The findings upend previous research advocating top-down policy approaches to restore land as part of global land-conservation efforts.
Professor of Political Science Eric Coleman co-authored the study, which was published in the journal Nature. Coleman said restoration activities that don’t consider existing land uses and the rights of local people will fail.
“Top-down restoration policies risk undermining local livelihoods and food security and displacing people from their lands,” he said. “They may also create human-rights abuses and compromise long-term conservation benefits.”
While well intended, many land-restoration efforts miss the mark or may even fuel the devastation they aim to reverse or prevent, Coleman said. He cited efforts in the Yucatan Peninsula, where the Mexican government paid landowners to plant new trees.

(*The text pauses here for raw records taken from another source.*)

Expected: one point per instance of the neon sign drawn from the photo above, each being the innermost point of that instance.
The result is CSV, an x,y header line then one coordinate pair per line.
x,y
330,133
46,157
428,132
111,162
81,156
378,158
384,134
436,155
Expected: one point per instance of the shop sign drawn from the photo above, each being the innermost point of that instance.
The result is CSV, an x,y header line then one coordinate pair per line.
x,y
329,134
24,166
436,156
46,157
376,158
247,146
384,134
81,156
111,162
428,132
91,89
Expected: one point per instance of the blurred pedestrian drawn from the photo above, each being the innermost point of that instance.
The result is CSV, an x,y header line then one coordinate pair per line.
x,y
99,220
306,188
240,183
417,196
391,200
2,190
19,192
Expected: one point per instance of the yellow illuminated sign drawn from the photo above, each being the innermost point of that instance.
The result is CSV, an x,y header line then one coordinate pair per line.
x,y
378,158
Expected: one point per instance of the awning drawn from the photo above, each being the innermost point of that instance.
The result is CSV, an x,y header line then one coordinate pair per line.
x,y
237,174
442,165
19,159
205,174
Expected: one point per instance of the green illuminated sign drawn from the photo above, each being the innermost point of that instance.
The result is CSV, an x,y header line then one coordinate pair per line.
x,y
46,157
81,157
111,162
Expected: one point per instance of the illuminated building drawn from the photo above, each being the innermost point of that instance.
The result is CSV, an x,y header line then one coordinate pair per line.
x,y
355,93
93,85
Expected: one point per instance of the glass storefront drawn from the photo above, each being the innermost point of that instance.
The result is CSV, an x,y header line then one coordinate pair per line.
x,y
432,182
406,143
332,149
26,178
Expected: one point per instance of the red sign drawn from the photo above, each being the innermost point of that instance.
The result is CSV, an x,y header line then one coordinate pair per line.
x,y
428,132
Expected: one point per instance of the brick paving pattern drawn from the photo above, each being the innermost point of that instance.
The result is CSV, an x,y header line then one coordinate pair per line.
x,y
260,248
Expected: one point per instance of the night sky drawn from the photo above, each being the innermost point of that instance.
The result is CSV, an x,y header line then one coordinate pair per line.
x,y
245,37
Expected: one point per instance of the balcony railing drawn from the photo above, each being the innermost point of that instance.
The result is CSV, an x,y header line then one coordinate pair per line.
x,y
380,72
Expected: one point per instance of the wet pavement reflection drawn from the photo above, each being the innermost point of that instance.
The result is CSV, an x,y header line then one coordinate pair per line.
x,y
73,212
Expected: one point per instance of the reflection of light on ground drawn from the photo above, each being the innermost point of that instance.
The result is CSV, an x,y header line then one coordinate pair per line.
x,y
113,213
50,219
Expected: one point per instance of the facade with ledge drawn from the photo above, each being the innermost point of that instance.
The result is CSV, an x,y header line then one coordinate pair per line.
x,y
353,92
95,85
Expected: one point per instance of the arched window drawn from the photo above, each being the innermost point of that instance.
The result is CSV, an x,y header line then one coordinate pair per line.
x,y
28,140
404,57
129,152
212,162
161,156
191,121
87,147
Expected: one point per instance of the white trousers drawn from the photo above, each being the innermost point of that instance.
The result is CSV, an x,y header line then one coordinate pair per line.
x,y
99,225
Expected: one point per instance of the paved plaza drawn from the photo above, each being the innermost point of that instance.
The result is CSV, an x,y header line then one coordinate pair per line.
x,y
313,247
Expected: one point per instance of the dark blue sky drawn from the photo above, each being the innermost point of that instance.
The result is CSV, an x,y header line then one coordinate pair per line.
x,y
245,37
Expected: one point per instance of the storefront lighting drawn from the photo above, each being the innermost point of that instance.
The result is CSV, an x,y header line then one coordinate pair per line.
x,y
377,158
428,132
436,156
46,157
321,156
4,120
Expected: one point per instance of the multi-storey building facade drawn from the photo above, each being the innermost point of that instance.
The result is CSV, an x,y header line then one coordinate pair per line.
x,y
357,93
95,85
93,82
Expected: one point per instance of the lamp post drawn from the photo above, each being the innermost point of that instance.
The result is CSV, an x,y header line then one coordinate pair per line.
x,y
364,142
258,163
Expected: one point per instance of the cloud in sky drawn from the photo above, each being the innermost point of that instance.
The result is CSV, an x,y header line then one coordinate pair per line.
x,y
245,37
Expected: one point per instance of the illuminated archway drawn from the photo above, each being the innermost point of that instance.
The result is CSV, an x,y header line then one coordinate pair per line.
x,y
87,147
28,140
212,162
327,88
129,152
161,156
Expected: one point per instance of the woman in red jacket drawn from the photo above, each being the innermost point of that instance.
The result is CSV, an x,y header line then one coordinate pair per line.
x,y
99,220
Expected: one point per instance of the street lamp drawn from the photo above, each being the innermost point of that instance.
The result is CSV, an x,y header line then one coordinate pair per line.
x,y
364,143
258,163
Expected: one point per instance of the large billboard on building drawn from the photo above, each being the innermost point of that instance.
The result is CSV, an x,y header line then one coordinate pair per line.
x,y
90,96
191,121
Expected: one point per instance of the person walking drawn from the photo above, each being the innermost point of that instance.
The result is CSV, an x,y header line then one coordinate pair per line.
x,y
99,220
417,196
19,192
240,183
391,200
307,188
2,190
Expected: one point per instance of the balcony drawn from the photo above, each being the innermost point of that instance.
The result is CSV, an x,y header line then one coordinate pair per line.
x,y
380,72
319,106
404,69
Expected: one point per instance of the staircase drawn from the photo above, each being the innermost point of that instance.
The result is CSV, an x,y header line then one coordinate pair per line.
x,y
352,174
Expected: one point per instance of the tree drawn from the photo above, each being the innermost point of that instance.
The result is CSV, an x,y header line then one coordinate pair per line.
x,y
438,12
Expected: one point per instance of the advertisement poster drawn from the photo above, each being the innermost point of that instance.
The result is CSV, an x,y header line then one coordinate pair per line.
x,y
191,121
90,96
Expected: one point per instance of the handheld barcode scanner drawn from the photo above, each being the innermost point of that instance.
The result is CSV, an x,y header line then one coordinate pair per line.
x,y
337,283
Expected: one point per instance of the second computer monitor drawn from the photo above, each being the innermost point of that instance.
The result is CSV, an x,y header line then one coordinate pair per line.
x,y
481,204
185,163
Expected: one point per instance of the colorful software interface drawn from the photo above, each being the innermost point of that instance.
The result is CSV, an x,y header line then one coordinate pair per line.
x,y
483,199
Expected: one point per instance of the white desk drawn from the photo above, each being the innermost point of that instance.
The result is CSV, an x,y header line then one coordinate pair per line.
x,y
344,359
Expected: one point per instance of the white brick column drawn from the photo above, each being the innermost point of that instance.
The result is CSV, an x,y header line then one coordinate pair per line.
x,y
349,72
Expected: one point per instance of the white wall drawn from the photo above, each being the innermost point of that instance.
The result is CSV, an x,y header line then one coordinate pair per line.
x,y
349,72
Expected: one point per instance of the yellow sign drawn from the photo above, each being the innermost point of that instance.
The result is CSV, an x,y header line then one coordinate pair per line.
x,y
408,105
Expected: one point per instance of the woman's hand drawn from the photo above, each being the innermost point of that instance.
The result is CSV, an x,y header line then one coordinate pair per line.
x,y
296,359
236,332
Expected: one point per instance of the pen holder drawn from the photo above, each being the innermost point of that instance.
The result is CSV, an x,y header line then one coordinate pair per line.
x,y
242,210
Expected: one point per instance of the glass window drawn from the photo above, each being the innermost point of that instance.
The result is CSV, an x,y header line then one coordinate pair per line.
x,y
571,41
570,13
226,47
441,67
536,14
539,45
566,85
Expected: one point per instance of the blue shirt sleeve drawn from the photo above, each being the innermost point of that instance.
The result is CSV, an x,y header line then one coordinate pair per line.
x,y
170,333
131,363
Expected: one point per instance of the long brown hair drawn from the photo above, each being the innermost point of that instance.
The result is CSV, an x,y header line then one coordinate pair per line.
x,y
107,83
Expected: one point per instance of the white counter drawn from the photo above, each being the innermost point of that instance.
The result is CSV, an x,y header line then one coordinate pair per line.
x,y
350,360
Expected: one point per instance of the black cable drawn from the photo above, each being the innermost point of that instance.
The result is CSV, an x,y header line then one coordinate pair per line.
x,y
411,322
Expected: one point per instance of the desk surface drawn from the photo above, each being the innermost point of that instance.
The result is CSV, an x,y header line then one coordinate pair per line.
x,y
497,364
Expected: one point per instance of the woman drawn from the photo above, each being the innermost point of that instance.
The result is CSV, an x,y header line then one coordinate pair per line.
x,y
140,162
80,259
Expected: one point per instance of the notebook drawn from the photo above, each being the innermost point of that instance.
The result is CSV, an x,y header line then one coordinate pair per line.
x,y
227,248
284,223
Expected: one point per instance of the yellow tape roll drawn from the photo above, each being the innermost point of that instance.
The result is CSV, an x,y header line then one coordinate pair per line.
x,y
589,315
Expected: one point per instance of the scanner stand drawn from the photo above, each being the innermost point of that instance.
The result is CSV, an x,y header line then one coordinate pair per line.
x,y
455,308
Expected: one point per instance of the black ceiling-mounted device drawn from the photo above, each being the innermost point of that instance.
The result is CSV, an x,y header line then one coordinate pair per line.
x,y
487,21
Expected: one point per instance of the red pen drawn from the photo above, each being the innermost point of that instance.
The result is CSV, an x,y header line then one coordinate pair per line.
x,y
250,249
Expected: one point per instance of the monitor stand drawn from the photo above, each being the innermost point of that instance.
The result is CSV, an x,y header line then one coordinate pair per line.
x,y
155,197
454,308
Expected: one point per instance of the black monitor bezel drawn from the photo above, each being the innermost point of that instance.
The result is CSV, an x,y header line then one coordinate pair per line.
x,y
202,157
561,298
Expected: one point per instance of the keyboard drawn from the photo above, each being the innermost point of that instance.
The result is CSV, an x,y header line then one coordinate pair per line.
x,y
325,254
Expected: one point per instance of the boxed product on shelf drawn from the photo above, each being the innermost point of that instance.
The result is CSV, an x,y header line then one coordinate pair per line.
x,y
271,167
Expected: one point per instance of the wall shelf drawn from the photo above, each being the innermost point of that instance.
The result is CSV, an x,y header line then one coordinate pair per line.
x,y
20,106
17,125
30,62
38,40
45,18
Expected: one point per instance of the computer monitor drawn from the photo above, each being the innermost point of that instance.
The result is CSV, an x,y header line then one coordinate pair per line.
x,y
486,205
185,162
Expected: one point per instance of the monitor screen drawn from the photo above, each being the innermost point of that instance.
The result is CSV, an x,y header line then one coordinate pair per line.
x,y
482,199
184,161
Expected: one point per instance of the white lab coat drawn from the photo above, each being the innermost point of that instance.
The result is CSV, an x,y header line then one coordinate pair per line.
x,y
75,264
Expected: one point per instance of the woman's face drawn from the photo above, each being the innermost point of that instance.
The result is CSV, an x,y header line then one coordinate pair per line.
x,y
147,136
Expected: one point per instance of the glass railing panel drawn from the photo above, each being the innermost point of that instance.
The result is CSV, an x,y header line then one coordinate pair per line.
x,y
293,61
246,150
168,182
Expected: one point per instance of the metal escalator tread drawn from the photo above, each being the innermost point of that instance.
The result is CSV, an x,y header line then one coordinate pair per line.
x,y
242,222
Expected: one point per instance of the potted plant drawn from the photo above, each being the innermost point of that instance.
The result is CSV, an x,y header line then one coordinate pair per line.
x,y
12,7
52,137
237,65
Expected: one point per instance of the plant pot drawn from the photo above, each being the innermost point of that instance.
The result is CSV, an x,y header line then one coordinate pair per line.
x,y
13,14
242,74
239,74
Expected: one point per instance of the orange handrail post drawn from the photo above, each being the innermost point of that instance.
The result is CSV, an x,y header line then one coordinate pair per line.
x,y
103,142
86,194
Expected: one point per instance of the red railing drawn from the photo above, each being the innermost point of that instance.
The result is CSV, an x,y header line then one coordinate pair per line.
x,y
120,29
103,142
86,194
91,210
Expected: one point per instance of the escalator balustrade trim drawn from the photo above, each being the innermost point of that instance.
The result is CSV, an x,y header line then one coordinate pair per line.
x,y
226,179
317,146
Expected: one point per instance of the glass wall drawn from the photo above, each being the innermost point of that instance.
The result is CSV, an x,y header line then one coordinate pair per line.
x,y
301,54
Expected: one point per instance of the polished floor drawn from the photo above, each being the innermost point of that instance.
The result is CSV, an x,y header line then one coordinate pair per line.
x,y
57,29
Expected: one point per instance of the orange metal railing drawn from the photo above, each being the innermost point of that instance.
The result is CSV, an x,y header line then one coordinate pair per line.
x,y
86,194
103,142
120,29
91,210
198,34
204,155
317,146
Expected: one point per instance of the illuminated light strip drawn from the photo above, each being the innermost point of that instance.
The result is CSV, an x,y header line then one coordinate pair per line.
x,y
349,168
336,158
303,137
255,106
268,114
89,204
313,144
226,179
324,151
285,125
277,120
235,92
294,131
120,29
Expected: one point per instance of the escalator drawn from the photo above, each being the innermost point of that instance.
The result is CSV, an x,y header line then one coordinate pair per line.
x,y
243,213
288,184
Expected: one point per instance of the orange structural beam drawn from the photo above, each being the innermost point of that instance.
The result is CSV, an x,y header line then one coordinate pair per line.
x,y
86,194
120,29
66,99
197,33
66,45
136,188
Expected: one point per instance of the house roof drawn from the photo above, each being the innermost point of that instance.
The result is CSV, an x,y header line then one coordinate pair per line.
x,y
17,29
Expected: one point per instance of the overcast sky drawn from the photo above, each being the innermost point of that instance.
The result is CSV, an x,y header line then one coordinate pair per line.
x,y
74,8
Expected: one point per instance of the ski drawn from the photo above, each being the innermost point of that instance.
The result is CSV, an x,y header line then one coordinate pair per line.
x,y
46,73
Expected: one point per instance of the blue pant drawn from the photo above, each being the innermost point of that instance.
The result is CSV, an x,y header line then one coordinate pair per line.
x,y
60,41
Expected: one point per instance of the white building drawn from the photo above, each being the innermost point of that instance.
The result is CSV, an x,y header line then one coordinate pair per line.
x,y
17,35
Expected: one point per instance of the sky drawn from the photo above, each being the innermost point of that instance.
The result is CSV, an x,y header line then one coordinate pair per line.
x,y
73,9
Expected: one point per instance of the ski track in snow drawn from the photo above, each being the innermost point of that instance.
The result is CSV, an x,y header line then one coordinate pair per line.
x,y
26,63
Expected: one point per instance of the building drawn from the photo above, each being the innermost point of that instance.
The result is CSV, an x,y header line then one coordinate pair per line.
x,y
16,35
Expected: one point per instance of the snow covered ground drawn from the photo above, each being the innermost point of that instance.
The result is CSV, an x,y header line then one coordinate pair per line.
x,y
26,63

“In the last five or 10 years, there’s been a real push on the international stage to plant trees as a major climate-change fighting strategy,” he said. “But in Mexico there is evidence that farmers destroyed healthy forests just to receive financial compensation to plant new trees in the same places.”
Coleman said similar instances of failed top-down restoration initiatives have played out across the globe, including in India, where his research shows that five decades of tree planting did not improve forest cover and have only reduced the benefits that forests give local communities.
Sometimes, Coleman added, such efforts to plant fruitless trees also hurt people who depend on the land for crops and food.
“Forest-restoration policies often provide policy targets to plant a large number of trees but say nothing about planting the right trees in the right locations that are most likely to survive and also support local land uses,” he said.
Coleman points to one major problem with global policy efforts: lands prioritized for restoration are heavily concentrated in the tropics. Countries in these locations often have weak democracies, where the interests of the poor and the environment face steeper challenges.
“People who are living in poverty don’t have much control over government, and they don’t have much control over what happens in tropical forest restoration,” Coleman said.
Citing places such as Costa Rica, where some conservation efforts have proven successful, Coleman said solutions can emerge from large organizations and national governments but that the people who’ll be most affected must be involved at the outset.
“In some organized communities, the people collaborate with governments,” he said. “Community involvement means that local people need to have a voice in these decisions from the beginning to the end. They help plan restoration activities, select the species they want planted and monitor the land so that people aren’t harvesting before they should.”
He added: “Where communities have autonomy and can willingly participate, the outcomes are going to be much better.”